ON THE GREEN PATH
"Time held me green and dying / Though I sang in my chains like the sea." ~Dylan Thomas, Fern Hill

Green was what postal boxes used to be.
A cardboard Christmas tree decorated in green suckers
for my fourth birthday.
My father’s abstract ceramic art, made in his own youth,
sitting always on top his dresser in my parents’ bedroom.
Green was part of a neighbour’s name down the street.
My mother’s Tupperware cannisters.
My peddle-break bike that doubled as a popcorn maker
when balanced up-side-down, pebbles tossed in the fenders
while I spun the wheels and made believe.
Green was the tiny book on horses I took from my bookshelf
when I woke from a nightmare.
The first path I honed my cross country skis on at thirteen.
And green was the lady with green streamer hair
who, in my dream, whisked us away to an alternate world.
.
Now green is when I leave the city for the woods,
early spring Frost’s gold, cool mossy forest beds I fancy sleeping on.
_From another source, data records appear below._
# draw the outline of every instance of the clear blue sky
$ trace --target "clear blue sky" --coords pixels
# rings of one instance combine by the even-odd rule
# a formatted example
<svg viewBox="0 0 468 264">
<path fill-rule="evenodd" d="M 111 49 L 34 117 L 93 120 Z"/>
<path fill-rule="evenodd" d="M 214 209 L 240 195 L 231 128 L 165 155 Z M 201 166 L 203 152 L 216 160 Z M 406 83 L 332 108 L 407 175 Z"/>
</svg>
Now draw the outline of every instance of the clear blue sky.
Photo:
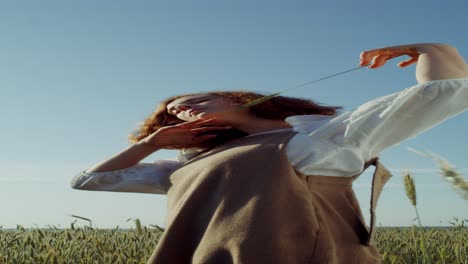
<svg viewBox="0 0 468 264">
<path fill-rule="evenodd" d="M 171 95 L 215 89 L 276 92 L 353 68 L 365 49 L 442 42 L 468 58 L 466 1 L 2 1 L 0 3 L 0 225 L 68 227 L 70 214 L 111 228 L 163 225 L 165 197 L 89 192 L 73 176 L 128 146 L 127 135 Z M 416 83 L 391 61 L 286 95 L 342 105 Z M 468 203 L 430 160 L 468 175 L 468 115 L 381 159 L 394 177 L 378 207 L 383 226 L 411 225 L 402 172 L 413 171 L 424 225 L 468 218 Z M 160 151 L 145 161 L 170 159 Z M 367 216 L 370 175 L 355 186 Z M 84 223 L 83 223 L 84 224 Z"/>
</svg>

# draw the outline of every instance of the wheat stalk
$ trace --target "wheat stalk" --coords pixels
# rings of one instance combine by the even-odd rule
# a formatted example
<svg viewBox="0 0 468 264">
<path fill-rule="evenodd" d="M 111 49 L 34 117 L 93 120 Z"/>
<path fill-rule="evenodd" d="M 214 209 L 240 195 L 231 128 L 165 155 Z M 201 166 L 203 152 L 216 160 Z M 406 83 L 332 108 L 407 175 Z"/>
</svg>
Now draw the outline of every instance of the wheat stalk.
<svg viewBox="0 0 468 264">
<path fill-rule="evenodd" d="M 423 251 L 423 256 L 425 256 L 426 263 L 432 263 L 430 256 L 428 255 L 427 247 L 426 247 L 426 242 L 425 242 L 425 237 L 424 237 L 424 229 L 422 228 L 421 224 L 421 218 L 419 217 L 419 212 L 418 212 L 418 207 L 416 206 L 416 186 L 414 184 L 413 177 L 411 174 L 408 172 L 404 176 L 404 185 L 405 185 L 405 191 L 406 191 L 406 196 L 408 196 L 409 200 L 411 201 L 411 204 L 414 207 L 414 210 L 416 212 L 416 219 L 418 219 L 418 224 L 419 228 L 421 229 L 420 236 L 421 236 L 421 247 Z M 416 239 L 415 239 L 416 243 Z"/>
<path fill-rule="evenodd" d="M 449 182 L 452 185 L 452 188 L 454 188 L 463 197 L 463 199 L 468 200 L 468 181 L 466 181 L 463 178 L 463 175 L 446 159 L 429 151 L 423 152 L 413 148 L 408 148 L 408 150 L 437 162 L 440 167 L 442 178 Z"/>
<path fill-rule="evenodd" d="M 406 196 L 411 201 L 411 204 L 416 207 L 416 187 L 414 186 L 414 180 L 413 177 L 409 173 L 407 173 L 404 176 L 405 180 L 405 191 L 406 191 Z"/>
</svg>

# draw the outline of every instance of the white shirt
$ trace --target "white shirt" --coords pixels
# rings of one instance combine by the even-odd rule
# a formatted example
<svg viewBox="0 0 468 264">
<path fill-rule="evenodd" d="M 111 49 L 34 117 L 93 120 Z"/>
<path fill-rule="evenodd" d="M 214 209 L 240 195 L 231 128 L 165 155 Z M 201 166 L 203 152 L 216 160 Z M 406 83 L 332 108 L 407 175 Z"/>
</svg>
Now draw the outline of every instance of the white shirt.
<svg viewBox="0 0 468 264">
<path fill-rule="evenodd" d="M 286 147 L 294 168 L 306 175 L 353 176 L 382 150 L 416 136 L 468 109 L 468 78 L 436 80 L 371 100 L 334 116 L 285 119 L 298 132 Z M 262 133 L 274 133 L 279 129 Z M 170 173 L 197 150 L 178 160 L 157 160 L 109 172 L 82 172 L 72 188 L 96 191 L 167 193 Z"/>
</svg>

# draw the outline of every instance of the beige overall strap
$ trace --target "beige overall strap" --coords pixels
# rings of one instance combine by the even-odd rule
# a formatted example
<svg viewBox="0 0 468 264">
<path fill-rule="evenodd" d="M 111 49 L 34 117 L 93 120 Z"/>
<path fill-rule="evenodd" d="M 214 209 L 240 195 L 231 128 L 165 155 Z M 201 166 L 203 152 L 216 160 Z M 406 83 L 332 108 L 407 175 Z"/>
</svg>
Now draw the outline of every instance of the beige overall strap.
<svg viewBox="0 0 468 264">
<path fill-rule="evenodd" d="M 379 158 L 376 157 L 372 159 L 369 163 L 366 164 L 366 167 L 369 165 L 375 166 L 374 174 L 372 175 L 372 189 L 371 189 L 371 200 L 370 200 L 370 229 L 369 236 L 365 244 L 372 242 L 374 238 L 375 230 L 375 207 L 377 206 L 377 201 L 379 200 L 380 193 L 387 183 L 387 181 L 392 177 L 390 171 L 387 170 L 380 162 Z"/>
</svg>

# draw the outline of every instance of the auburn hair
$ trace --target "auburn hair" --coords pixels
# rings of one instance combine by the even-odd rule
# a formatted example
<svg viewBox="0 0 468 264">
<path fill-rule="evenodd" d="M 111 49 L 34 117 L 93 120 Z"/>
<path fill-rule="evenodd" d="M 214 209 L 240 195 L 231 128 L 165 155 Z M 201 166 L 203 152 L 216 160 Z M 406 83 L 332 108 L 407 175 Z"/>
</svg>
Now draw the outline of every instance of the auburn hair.
<svg viewBox="0 0 468 264">
<path fill-rule="evenodd" d="M 167 105 L 172 101 L 185 96 L 192 95 L 215 95 L 229 99 L 236 105 L 245 105 L 256 99 L 264 97 L 265 95 L 250 91 L 213 91 L 202 93 L 191 93 L 172 96 L 159 103 L 156 110 L 147 117 L 139 127 L 137 127 L 129 136 L 132 143 L 136 143 L 143 138 L 156 132 L 161 127 L 172 126 L 185 121 L 178 119 L 176 116 L 167 112 Z M 263 101 L 259 104 L 250 106 L 248 112 L 256 117 L 273 120 L 284 120 L 289 116 L 294 115 L 335 115 L 337 110 L 341 109 L 339 106 L 325 106 L 315 103 L 309 99 L 301 99 L 286 96 L 275 96 L 269 100 Z M 220 145 L 229 140 L 246 136 L 245 132 L 235 128 L 223 130 L 219 133 L 210 132 L 211 134 L 218 134 L 217 137 L 207 140 L 200 145 L 193 147 L 212 148 Z"/>
</svg>

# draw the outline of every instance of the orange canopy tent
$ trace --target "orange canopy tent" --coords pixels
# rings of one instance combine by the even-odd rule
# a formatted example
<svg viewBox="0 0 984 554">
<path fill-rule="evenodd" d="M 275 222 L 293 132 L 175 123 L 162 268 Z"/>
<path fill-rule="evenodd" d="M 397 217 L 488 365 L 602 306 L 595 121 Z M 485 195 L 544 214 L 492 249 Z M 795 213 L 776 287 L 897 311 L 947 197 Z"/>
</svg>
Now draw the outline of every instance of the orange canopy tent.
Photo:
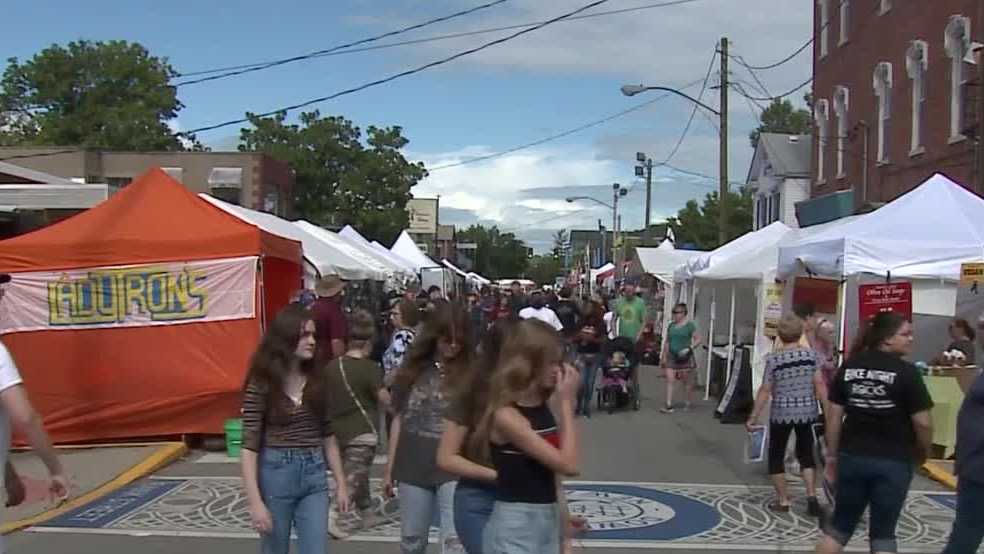
<svg viewBox="0 0 984 554">
<path fill-rule="evenodd" d="M 4 334 L 53 438 L 221 432 L 238 413 L 264 315 L 300 287 L 301 245 L 215 208 L 160 169 L 86 212 L 0 242 L 0 272 L 13 286 L 19 273 L 253 257 L 251 318 Z"/>
</svg>

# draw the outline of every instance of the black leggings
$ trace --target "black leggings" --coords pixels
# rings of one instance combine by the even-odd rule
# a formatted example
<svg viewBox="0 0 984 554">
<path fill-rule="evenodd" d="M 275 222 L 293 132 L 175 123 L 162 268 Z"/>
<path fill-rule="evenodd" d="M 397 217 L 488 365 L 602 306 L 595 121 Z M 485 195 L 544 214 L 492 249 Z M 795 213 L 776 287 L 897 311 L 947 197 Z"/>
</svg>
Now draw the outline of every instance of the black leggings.
<svg viewBox="0 0 984 554">
<path fill-rule="evenodd" d="M 803 469 L 813 469 L 812 423 L 769 424 L 769 475 L 786 473 L 786 445 L 796 431 L 796 459 Z"/>
</svg>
The echo of a throaty bird, if a colour, would be green.
Green is summer grass poking up in bunches on dirt paths.
I once saw a fat green caterpillar mimicking the leaf it sat on.
.
Green is an old time love affair
I hold in my red heart like Christmas morning
and the faux candle-lit spruce that waits gift-laden in the living room…
Like the dark green overalls my mother sewed for my doll
waiting at the bottom of the stairs, now sported by a sock monkey
I sewed for my niece.
.
I am in love, yes,
with the green knowledge that we are all always just beginning,
and what wonders , if we embrace this, may materialize.